A key Democrat on the 11-member panel, Sen. C. Anthony Muse of Prince George's County, has opposed same-sex marriage measures in the past. He said he'd like the issue to be settled directly by the voters, suggesting a ballot measure on the issue. And Miller controls the membership of the panel, so even if some anti-gay marriage lawmakers are defeated, they can be replaced by others with similar views.

But Equality Maryland has a different approach for this year. They changed tactics from a full-bore legislative push for same sex marriage to targeting lawmakers they see as unfriendly to their cause. Executive Director Morgan Meneses-Sheets wouldn't say who is on the list, but she touted a fundraiser where she said $30,000 was collected at in a single evening. She expects to raise $200,000 to be dumped into a few key districts this election cycle.

"This is protecting those who have stood up for [Lesbian, Bisexual, Gay and Transgender] issues and putting a stake in the ground for those who have voted against LBGT issues," said Meneses-Sheets. "We can see this year as a building year."

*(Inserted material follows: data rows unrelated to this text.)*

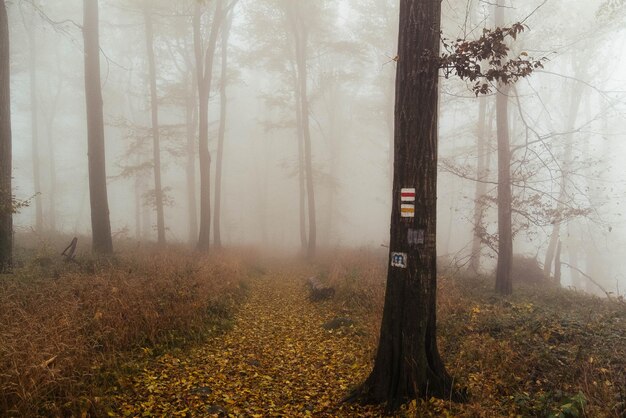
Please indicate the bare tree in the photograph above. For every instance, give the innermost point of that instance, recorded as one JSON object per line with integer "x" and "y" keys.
{"x": 407, "y": 363}
{"x": 217, "y": 239}
{"x": 100, "y": 223}
{"x": 299, "y": 31}
{"x": 6, "y": 196}
{"x": 204, "y": 54}
{"x": 504, "y": 284}
{"x": 154, "y": 108}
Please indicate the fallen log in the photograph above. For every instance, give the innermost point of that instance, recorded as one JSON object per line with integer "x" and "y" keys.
{"x": 318, "y": 290}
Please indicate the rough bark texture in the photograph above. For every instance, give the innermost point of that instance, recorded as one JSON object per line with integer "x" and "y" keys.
{"x": 407, "y": 363}
{"x": 154, "y": 108}
{"x": 481, "y": 186}
{"x": 574, "y": 107}
{"x": 204, "y": 65}
{"x": 100, "y": 224}
{"x": 217, "y": 239}
{"x": 6, "y": 201}
{"x": 504, "y": 283}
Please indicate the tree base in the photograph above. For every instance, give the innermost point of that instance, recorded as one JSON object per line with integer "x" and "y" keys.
{"x": 366, "y": 394}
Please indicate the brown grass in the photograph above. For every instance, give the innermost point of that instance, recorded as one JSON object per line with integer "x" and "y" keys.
{"x": 63, "y": 326}
{"x": 544, "y": 351}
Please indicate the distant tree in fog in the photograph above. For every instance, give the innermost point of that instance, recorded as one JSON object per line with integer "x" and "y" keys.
{"x": 408, "y": 364}
{"x": 154, "y": 108}
{"x": 100, "y": 223}
{"x": 217, "y": 239}
{"x": 204, "y": 52}
{"x": 6, "y": 194}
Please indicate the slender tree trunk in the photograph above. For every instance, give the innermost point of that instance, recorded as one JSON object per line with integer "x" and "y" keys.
{"x": 154, "y": 107}
{"x": 52, "y": 172}
{"x": 504, "y": 284}
{"x": 407, "y": 363}
{"x": 50, "y": 117}
{"x": 481, "y": 186}
{"x": 301, "y": 171}
{"x": 217, "y": 240}
{"x": 6, "y": 196}
{"x": 301, "y": 44}
{"x": 204, "y": 65}
{"x": 34, "y": 124}
{"x": 574, "y": 106}
{"x": 191, "y": 120}
{"x": 100, "y": 224}
{"x": 557, "y": 264}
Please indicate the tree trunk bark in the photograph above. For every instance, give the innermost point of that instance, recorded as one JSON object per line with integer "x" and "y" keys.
{"x": 407, "y": 363}
{"x": 34, "y": 125}
{"x": 154, "y": 108}
{"x": 6, "y": 196}
{"x": 481, "y": 186}
{"x": 204, "y": 65}
{"x": 100, "y": 223}
{"x": 217, "y": 239}
{"x": 504, "y": 284}
{"x": 574, "y": 106}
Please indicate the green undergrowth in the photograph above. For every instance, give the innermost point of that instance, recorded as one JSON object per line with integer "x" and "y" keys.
{"x": 542, "y": 352}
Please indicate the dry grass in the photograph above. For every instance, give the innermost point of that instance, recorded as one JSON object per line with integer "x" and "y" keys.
{"x": 542, "y": 352}
{"x": 63, "y": 327}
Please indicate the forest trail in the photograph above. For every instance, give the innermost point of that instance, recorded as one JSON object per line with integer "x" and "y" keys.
{"x": 278, "y": 360}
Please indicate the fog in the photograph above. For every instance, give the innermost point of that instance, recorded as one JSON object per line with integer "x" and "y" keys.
{"x": 567, "y": 128}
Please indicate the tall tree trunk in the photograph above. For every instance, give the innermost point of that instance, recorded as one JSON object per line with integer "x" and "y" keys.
{"x": 574, "y": 106}
{"x": 52, "y": 172}
{"x": 407, "y": 363}
{"x": 154, "y": 107}
{"x": 301, "y": 170}
{"x": 191, "y": 120}
{"x": 504, "y": 284}
{"x": 100, "y": 223}
{"x": 6, "y": 196}
{"x": 301, "y": 44}
{"x": 217, "y": 240}
{"x": 34, "y": 124}
{"x": 204, "y": 65}
{"x": 481, "y": 186}
{"x": 50, "y": 117}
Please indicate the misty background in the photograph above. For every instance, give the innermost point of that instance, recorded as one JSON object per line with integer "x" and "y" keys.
{"x": 567, "y": 124}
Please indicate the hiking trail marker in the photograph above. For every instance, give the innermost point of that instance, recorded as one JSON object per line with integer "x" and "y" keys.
{"x": 398, "y": 260}
{"x": 407, "y": 205}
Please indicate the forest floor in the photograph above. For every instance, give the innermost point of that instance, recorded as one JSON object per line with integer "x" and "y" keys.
{"x": 278, "y": 360}
{"x": 544, "y": 352}
{"x": 234, "y": 334}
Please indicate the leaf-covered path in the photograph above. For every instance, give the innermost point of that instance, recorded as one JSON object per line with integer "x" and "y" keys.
{"x": 278, "y": 360}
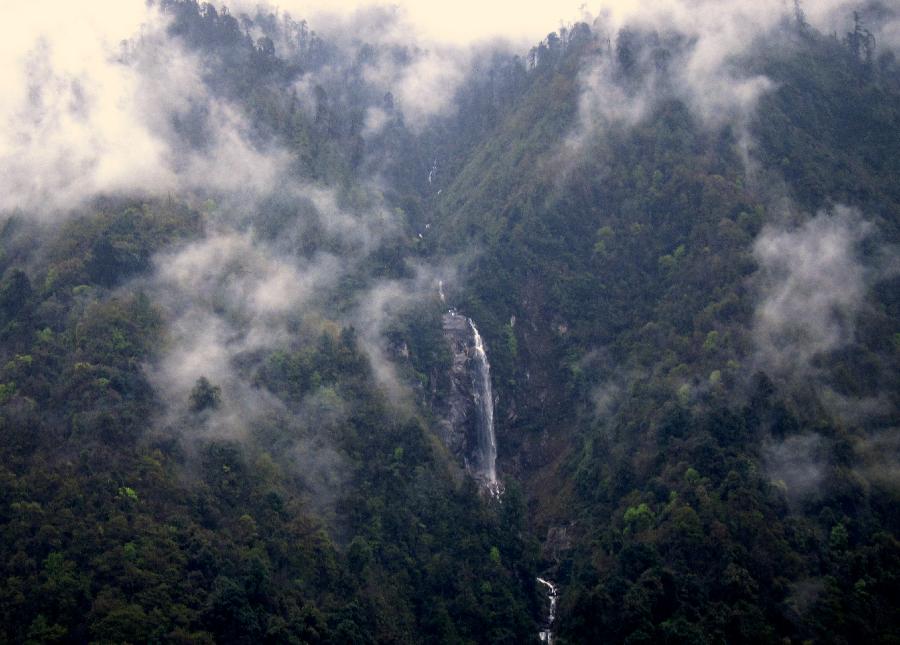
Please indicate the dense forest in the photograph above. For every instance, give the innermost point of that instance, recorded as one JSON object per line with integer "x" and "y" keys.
{"x": 227, "y": 259}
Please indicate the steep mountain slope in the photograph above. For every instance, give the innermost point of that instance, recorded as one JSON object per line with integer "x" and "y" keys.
{"x": 223, "y": 392}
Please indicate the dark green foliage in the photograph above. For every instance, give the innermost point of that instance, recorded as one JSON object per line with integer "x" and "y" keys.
{"x": 614, "y": 289}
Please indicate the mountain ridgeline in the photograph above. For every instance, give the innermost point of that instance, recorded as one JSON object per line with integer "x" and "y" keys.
{"x": 235, "y": 407}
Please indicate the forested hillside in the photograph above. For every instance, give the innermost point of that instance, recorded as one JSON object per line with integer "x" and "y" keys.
{"x": 228, "y": 398}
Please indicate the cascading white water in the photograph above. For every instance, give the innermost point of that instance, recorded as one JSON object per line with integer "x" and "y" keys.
{"x": 484, "y": 400}
{"x": 546, "y": 635}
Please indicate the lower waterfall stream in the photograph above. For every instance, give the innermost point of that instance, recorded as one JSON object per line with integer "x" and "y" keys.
{"x": 546, "y": 634}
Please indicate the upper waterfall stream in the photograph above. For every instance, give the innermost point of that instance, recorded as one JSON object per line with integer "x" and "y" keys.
{"x": 484, "y": 404}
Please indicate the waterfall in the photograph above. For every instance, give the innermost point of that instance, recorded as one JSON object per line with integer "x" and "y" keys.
{"x": 546, "y": 635}
{"x": 484, "y": 405}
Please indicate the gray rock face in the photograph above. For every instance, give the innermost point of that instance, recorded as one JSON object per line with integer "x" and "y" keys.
{"x": 467, "y": 412}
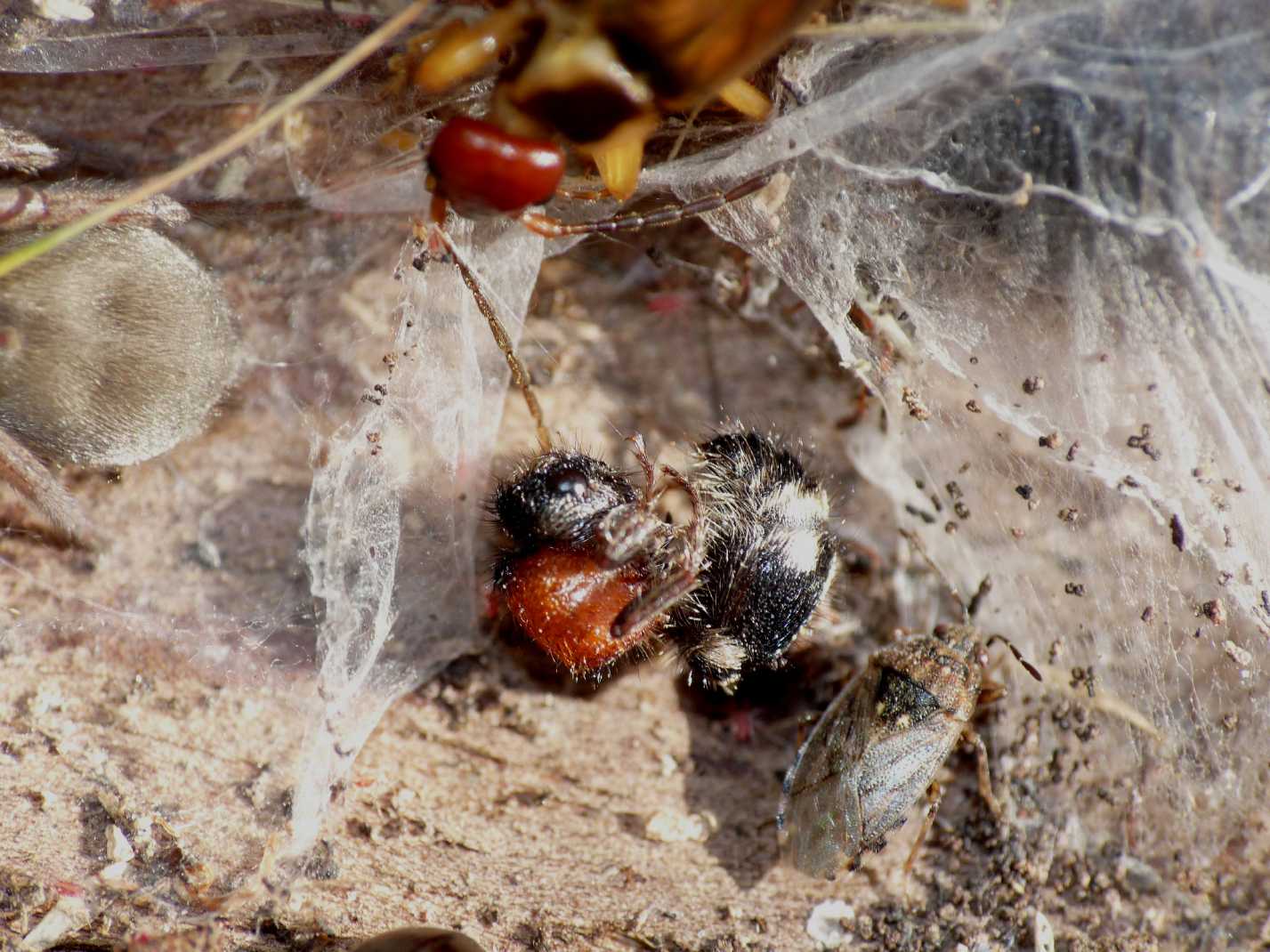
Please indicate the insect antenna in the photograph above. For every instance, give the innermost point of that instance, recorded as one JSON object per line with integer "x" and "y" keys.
{"x": 1023, "y": 662}
{"x": 553, "y": 228}
{"x": 520, "y": 372}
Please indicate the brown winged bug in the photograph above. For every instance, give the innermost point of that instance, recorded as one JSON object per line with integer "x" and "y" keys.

This session, Equality Maryland also hopes for smaller victories. They are pushing to extend the Family Medical Leave Act to allow domestic partners time off to care for each another or children. They want to change a law so a adult who has acted as a parent to a child, but has no biological connection to him or her, can exert legal parental rights.

"This year is all about the elections and the budget," said Meneses-Sheets, of Equality Maryland. "Not a lot of bills or real policy-shaping is going to get through. We're realistic about that."

But lurking in the background is Gansler's opinion.

Madaleno requested it in March, recognizing then that there was little chance for major reform in the legislature. "It is a way to consistently make progress," he said.

Once issued, the opinion won't settle the law, but it will provide a guide for state judges if same-sex couples married in other states seek some of those rights here. And it would require state agencies to extend rights to married same-sex couples unless a judge rules otherwise.

Opponents of any change to the status quo point to a 1973 law on the Maryland books that explicitly defines marriage as a union between a man and a woman. "Our law does not recognize same-sex marriages," the Catholic Conference's Russell said.

However, some state law professors offering input to the attorney general argue that the state should recognize legal marriages from other states under the "full faith and credit" clause of the U.S. Constitution, which says states should respect one another's actions.

"If states didn't generally recognize each other's marriages you'd have chaos," said Jana Singer, a professor at the University of Maryland Law School.

She says there is precedent in Maryland to recognize marriages that could never be performed here - Maryland does not allow common-law marriages, but the state law still recognizes those marriages when couples joined under that type of legal arrangement elsewhere move here, she said.

Russell disagrees, saying a decision by Gansler to recognize of out-of-state same-sex unions would mark a significant policy shift.

"This public policy decision belongs before the legislature and the people," she said. "Political process is being circumvented when courts are making these decisions."

Sun reporter Julie Bykowicz contributed to this article.